In study \cite{heterogeneity}, the authors employed feature importance analysis to identify key histopathological features associated with intratumoral heterogeneity (ITH), drug resistance, and prognosis in ovarian cancer. The analysis was conducted using the R programming environment~\cite{r-lang}, leveraging tools such as the "limma" package for differential analysis and the "glmnet" package for LASSO regression modeling. 924 features were identified as differentially expressed between cancerous and non-cancerous tissues. Of these, 394 features were associated with overall survival, and 26 key features were identified at the intersection of survival analysis and differential expression.
The authors of \cite{mitochondria} also used R programming environment to performe feature importance analysis to identify key predictor genes for mitochondrial-related CRT resistance (MRCRTR). They used the DALEX~\cite{dalex}, an R package for model interpretability, to analyze feature importance and residual distribution, which helps interpret how different features influence model predictions. This tool provided insights into the contribution of each predictor gene across the machine learning models. The top 12 genes identified through this analysis were selected as MRCRTR predictor genes, contributing to the development of a prognostic model for esophageal cancer.

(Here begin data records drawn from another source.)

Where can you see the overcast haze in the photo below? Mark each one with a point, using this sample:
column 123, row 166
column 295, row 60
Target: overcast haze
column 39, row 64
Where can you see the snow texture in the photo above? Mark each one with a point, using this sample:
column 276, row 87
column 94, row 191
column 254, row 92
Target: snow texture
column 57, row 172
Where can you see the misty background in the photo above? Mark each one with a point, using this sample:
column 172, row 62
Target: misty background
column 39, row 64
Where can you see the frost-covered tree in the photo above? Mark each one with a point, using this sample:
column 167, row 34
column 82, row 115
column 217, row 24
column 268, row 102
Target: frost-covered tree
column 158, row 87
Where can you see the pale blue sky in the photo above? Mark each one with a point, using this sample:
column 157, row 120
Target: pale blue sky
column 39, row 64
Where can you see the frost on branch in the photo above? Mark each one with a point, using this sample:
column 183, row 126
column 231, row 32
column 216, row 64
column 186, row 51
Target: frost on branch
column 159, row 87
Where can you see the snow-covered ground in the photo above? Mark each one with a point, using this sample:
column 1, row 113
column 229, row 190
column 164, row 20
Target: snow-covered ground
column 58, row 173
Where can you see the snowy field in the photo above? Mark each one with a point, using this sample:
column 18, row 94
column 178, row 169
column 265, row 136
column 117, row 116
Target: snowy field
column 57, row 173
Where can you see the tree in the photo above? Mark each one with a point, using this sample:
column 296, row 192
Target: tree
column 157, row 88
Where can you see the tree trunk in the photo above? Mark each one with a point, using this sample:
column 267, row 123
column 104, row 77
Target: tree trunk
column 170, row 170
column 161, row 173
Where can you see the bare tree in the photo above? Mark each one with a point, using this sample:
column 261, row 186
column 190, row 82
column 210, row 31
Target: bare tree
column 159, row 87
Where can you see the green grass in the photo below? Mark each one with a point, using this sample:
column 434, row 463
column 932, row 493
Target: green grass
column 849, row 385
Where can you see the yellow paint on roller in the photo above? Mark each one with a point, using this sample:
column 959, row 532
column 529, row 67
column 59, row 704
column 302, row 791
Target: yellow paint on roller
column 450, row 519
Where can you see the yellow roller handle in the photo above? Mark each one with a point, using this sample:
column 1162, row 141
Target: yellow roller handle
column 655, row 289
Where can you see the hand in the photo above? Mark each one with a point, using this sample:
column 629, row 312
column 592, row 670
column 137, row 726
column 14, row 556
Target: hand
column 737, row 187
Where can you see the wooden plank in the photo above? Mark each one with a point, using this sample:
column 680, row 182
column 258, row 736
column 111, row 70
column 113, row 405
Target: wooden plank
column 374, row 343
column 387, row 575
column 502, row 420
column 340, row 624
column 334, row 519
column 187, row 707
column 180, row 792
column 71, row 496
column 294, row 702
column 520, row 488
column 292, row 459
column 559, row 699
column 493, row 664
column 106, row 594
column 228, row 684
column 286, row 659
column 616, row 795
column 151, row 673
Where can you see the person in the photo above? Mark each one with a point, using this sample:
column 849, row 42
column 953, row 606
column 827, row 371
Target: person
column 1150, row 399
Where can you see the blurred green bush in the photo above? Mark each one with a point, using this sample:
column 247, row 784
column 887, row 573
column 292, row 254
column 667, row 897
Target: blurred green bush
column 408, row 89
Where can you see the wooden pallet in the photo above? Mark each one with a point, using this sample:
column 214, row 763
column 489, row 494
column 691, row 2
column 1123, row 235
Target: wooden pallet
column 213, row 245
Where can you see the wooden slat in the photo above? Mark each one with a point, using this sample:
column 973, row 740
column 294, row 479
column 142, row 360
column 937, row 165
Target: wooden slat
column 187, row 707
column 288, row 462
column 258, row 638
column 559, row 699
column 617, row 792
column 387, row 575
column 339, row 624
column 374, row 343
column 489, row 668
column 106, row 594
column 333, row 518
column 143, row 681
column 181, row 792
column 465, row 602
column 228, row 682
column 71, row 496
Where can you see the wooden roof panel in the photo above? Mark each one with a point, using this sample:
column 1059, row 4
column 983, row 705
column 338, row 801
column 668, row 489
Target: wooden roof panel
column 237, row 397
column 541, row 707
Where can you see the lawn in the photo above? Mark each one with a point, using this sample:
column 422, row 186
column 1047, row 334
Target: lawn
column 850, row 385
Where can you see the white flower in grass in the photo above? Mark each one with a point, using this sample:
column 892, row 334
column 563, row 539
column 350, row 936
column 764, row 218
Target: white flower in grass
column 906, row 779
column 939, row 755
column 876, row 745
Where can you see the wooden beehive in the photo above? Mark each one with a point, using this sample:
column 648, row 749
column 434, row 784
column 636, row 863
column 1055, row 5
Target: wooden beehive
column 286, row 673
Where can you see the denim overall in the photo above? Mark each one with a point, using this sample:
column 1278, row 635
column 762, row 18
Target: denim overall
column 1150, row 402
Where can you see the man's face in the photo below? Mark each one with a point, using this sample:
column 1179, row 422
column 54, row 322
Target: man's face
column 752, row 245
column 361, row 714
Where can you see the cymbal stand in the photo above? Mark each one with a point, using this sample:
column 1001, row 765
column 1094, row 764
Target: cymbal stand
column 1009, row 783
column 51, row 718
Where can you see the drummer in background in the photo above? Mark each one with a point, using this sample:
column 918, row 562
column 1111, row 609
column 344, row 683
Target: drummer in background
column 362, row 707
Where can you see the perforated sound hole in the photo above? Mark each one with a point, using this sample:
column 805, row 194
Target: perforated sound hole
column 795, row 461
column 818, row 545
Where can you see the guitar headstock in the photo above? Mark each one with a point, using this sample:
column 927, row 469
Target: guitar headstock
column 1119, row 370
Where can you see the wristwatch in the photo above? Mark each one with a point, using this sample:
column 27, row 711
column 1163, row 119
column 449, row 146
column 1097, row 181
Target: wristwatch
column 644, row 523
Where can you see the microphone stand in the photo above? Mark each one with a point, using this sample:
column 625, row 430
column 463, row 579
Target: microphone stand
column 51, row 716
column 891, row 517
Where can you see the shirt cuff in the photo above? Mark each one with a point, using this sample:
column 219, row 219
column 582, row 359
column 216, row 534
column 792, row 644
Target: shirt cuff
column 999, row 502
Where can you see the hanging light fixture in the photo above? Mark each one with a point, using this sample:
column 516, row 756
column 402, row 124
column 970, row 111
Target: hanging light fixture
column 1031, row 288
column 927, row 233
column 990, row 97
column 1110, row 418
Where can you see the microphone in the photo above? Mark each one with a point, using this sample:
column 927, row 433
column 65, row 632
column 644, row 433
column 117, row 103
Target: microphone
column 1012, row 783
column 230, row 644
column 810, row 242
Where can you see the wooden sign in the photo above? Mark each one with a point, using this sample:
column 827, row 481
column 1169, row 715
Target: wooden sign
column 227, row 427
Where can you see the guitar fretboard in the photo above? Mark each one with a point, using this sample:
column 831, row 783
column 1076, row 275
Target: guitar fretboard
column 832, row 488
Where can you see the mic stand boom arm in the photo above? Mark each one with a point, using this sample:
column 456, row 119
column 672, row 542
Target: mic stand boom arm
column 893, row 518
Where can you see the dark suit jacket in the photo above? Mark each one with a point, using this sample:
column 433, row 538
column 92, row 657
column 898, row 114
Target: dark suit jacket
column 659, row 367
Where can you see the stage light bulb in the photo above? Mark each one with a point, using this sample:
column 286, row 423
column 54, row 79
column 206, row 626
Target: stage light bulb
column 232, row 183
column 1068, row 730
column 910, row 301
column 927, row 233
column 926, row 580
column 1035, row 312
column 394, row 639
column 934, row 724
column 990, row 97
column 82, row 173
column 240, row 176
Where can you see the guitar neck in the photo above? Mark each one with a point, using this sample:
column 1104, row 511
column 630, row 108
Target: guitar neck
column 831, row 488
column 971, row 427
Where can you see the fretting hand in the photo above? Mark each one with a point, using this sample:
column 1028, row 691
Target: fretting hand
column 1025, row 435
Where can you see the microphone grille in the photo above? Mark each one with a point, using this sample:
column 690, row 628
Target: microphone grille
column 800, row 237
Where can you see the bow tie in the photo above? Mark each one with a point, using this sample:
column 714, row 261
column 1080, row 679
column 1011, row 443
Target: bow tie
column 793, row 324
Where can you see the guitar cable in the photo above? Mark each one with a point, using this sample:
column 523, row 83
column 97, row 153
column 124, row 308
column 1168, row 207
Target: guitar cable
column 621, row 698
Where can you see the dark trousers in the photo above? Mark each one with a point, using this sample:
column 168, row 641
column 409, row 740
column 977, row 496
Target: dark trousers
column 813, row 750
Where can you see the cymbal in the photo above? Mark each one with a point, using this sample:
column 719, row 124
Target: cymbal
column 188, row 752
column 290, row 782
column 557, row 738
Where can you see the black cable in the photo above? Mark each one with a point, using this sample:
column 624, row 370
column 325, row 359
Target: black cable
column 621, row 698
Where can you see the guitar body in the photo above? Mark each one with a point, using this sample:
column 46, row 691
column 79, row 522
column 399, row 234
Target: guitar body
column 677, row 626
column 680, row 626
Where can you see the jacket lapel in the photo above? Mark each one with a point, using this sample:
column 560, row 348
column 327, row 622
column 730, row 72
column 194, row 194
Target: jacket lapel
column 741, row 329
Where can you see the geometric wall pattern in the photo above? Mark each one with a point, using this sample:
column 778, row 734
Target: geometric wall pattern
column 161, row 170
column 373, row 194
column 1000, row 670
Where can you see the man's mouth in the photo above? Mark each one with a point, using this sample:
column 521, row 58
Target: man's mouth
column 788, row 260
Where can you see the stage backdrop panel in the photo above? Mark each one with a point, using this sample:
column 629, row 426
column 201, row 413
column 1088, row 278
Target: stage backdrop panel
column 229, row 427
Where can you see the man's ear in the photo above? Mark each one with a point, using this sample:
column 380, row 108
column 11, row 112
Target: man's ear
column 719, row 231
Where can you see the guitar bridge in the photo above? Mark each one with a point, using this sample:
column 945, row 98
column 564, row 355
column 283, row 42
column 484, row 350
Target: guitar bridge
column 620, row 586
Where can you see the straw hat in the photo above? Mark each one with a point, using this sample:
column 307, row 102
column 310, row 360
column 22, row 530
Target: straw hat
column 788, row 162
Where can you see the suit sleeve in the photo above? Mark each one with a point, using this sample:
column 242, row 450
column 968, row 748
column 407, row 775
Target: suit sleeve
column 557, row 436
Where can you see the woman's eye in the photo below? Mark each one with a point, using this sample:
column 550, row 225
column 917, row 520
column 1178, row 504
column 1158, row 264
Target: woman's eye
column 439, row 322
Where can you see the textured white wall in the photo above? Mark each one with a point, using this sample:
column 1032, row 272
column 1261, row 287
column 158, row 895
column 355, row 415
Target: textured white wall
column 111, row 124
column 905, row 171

In \cite{kras} feature importance analysis was employed to identify genes associated with resistance to KRAS G12C inhibitor treatment in cancer cells. The authors used seven different feature ranking algorithms: LASSO, LightGBM, MCFS, mRMR, RF-based, CATBoost, and XGBoost. These algorithms generated feature lists based on different principles, enabling a comprehensive evaluation of gene significance. To refine the feature selection, the authors applied Incremental Feature Selection (IFS), testing the performance of classifiers like Decision Tree (DT), k-Nearest Neighbors (KNN), Random Forest (RF), and Support Vector Machine (SVM) on the ranked features. By doing feature analysis they were able to highlight several key genes, such as H2AFZ, CKS1B, and TUBA1B, which were consistently ranked highly across multiple algorithms and are linked to tumor progression and drug resistance.
In study \cite{glut}, univariate Cox regression analysis was employed to identify immuno-senescence-related genes with prognostic significance in pancreatic cancer. The Cox proportional hazards model was used to assess the relationship between the expression of individual genes and overall survival. The hazard ratio (HR) for each gene was estimated, with a p-value of less than 0.01 indicating statistical significance. Genes with a p-value below this threshold were selected as meaningful features for subsequent analysis, as they were considered to have a potential impact on the prognosis of pancreatic cancer patients. This approach allows for the identification of genes that might serve as independent prognostic biomarkers.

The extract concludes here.